Final warning given to unvaccinated Sindh govt employees: report

By
Web Desk
Artwork. Aisha Nabi

  • Sindh has made it mandatory for government employees to get vaccinated.
  • CM Murad Ali Shah directs finance dept to stop salaries of employees who refuse to get coronavirus jab.
  • In the Sindh Secretariat, more than 30% employees have not gotten themselves vaccinated.


KARACHI: The Sindh government has issued a final warning to its subordinate departments to get their employees inoculated in three days or their monthly salaries will be stopped.

According to a The News report published Monday, the government has also started making lists and the employees have been asked to submit their vaccination cards with the relevant authorities.

According to sources, not even half of the 400,000 civil servants have gotten COVID-19 jabs. In the Sindh Secretariat, more than 30% employees have not been vaccinated.

On Thursday, the Sindh government had said that its employees who refused to be vaccinated against COVID-19 would not be paid from next month.

Sindh Chief Minister Murad Ali Shah had announced the decision after meeting with health officials to discuss the first cases of the delta variant detected in the province.

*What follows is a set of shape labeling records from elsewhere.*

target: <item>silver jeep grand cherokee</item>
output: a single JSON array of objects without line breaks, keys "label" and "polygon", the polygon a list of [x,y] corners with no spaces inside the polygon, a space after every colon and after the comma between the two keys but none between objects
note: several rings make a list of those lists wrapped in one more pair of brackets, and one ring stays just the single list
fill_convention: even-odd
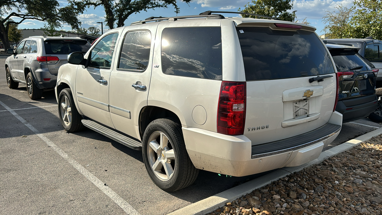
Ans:
[{"label": "silver jeep grand cherokee", "polygon": [[11,89],[19,83],[27,85],[32,100],[41,98],[42,92],[56,86],[57,73],[67,62],[68,55],[74,52],[85,53],[90,48],[87,41],[79,37],[35,36],[23,39],[5,60],[6,82]]},{"label": "silver jeep grand cherokee", "polygon": [[241,176],[317,158],[342,116],[316,29],[212,13],[151,17],[70,55],[55,88],[64,129],[142,150],[167,191],[199,169]]}]

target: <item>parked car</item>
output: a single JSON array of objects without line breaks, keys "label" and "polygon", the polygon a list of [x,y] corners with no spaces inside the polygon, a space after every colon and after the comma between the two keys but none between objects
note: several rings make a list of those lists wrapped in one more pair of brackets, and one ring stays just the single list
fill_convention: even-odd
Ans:
[{"label": "parked car", "polygon": [[359,48],[327,44],[337,68],[340,93],[336,111],[347,122],[367,117],[377,108],[376,80],[379,70],[358,53]]},{"label": "parked car", "polygon": [[[327,39],[325,42],[350,46],[359,48],[358,53],[370,62],[376,68],[382,70],[382,41],[372,39]],[[378,103],[369,119],[374,122],[382,122],[382,72],[378,73],[376,84],[376,92]]]},{"label": "parked car", "polygon": [[242,176],[301,165],[342,122],[335,68],[315,30],[211,11],[111,29],[59,69],[61,124],[141,150],[167,191],[199,169]]},{"label": "parked car", "polygon": [[74,52],[86,53],[90,45],[79,37],[29,37],[17,48],[7,49],[12,55],[5,60],[6,81],[11,89],[26,84],[32,100],[41,98],[44,90],[56,86],[58,68],[67,63],[68,55]]}]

"Any government employee who is not vaccinated should have their salary stopped from July," he had tweeted, adding that orders had been given to the finance ministry.

The third wave of infections has started to stabilise in the country after weeks of restrictions on public gatherings, but Sindh has reported the highest number of cases since the pandemic began.

Pakistan’s initially sluggish vaccination rollout has been ramped up in recent weeks with more than 200,000 doses administered most days.

But the impoverished country has fully vaccinated only around 2.2 million people -- a fraction of its 220 million population.

Pakistan has recorded more than 933,000 infections and 21,323 deaths, but with limited testing and a ramshackle healthcare sector, many fear the true extent of the disease is much worse.

Last week, it opened up jabs -- the majority of which have come from its neighbour China -- to all adults above the age of 18.